What Are Deductible IRA Contributions?

By Kent Ninomiya

  • Overview

    Deductible IRA contributions are deposits into an IRA account that can be deducted on a tax return. IRA contributions are only tax-deductible on certain types of IRAs and only in the tax year in which they are made. It is also important to realize that some people are not eligible to make deductible IRA contributions. The Internal Revenue Service enforces very strict income limits.
  • Types

    Only one type of IRA is eligible for deductible IRA contributions. This is a Traditional IRA. The amount of the contribution can be deducted from an eligible investor's taxes during the year of the contribution. Roth IRA contributions are not deductible. They can only be made with money that has already been taxed.
  • Income Limits

    The Internal Revenue Service only allows deductible IRA contributions for investors who meet the income requirements. As of 2008, if a single person has a Modified Adjusted Gross Income higher than $63,000 or a married person has an AGI higher than $105,000, they get no tax deduction for contributions to a Traditional IRA. A single person with an MAGI between $53,000 and $63,000 as well as a married people with MAGI between $85,000 and $105,000 get a partial tax deduction. Those with lower MAGI can deduct the entire Traditional IRA contribution.


  • Contribution Limits

    The maximum amount of a deductible IRA contribution changes from year to year.
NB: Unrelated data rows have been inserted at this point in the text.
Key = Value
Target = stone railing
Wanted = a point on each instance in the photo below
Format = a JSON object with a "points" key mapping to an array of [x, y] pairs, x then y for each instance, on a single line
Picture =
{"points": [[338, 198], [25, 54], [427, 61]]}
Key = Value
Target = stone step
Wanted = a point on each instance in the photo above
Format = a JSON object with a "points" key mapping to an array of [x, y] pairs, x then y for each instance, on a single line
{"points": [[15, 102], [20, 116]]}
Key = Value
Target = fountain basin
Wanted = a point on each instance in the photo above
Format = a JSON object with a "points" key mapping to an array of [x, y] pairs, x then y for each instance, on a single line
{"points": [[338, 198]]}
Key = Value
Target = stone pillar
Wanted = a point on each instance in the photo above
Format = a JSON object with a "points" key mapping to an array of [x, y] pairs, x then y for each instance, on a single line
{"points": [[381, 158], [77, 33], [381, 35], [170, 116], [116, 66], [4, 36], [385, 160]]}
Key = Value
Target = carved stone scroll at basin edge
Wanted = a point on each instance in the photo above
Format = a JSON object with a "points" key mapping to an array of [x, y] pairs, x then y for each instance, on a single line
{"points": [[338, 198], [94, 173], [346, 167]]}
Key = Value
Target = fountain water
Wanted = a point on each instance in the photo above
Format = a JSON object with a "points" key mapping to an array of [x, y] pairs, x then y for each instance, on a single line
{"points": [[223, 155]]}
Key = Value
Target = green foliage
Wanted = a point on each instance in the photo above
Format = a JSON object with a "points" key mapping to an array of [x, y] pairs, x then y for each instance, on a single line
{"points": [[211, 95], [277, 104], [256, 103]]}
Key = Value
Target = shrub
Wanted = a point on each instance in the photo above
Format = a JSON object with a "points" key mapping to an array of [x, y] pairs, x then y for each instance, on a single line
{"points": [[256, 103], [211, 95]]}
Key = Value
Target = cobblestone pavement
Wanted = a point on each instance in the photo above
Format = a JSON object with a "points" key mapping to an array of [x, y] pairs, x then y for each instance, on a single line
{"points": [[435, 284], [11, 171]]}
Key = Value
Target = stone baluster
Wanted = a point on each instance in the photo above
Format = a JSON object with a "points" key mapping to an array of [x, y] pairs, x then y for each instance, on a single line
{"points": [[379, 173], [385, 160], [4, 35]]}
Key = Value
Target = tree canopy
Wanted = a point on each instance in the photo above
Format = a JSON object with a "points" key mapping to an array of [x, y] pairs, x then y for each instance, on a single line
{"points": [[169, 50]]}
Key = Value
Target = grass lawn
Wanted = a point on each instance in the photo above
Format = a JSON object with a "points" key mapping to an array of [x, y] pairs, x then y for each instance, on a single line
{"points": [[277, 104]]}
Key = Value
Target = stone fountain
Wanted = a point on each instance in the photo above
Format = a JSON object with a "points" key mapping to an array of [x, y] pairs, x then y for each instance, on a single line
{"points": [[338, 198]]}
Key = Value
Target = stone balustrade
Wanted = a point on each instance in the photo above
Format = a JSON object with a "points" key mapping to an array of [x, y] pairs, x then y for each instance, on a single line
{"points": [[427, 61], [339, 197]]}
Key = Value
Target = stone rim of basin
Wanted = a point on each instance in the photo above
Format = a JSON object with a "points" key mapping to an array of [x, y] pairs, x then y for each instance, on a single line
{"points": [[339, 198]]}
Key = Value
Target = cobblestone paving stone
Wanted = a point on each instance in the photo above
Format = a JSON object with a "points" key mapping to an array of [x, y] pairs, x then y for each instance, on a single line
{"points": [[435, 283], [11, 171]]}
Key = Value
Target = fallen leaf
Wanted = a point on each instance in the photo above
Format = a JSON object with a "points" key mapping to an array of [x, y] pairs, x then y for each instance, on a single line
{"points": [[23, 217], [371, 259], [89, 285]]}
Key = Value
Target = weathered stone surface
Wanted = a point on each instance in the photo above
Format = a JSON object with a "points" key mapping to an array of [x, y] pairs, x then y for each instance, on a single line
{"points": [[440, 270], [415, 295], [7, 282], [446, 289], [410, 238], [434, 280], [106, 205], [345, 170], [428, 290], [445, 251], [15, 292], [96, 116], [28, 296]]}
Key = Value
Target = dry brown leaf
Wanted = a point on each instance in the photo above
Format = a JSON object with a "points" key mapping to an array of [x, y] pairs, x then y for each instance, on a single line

Prior to 2002 the limit for investors under 50-years-old was $2000. The IRS raised that to $3000 in 2002, then $4000 in 2005, then $5000 in 2008. The Internal Revenue Service is expected to continue raising IRA contribution limits in the future. Always check with the IRS for current contribution limits before attempting to make deductible IRA contributions.
  • Catch Up Contributions

    The IRS allows deductible IRA catch up contributions for eligible investors 50-years-old and older. They must meet the same income requirements as everyone else. Catch up contribution maximums are higher and also change from year to year. Before 2002 the limit was $2000. The IRS raised it to $3500 in 2002, then $4500 in 2005, then $5000 in 2006, and $6000 in 2008. As with other contribution limits, be sure to check with the IRS for the latest maximum deductible catch up IRA contributions for older investors.
  • Time Frame

    Deductible IRA contributions can be made for a given tax year up to the tax filing deadline. This means you can make a deductible IRA contribution up to April 15 of the following calendar year and still deduct if from the previous year's tax return.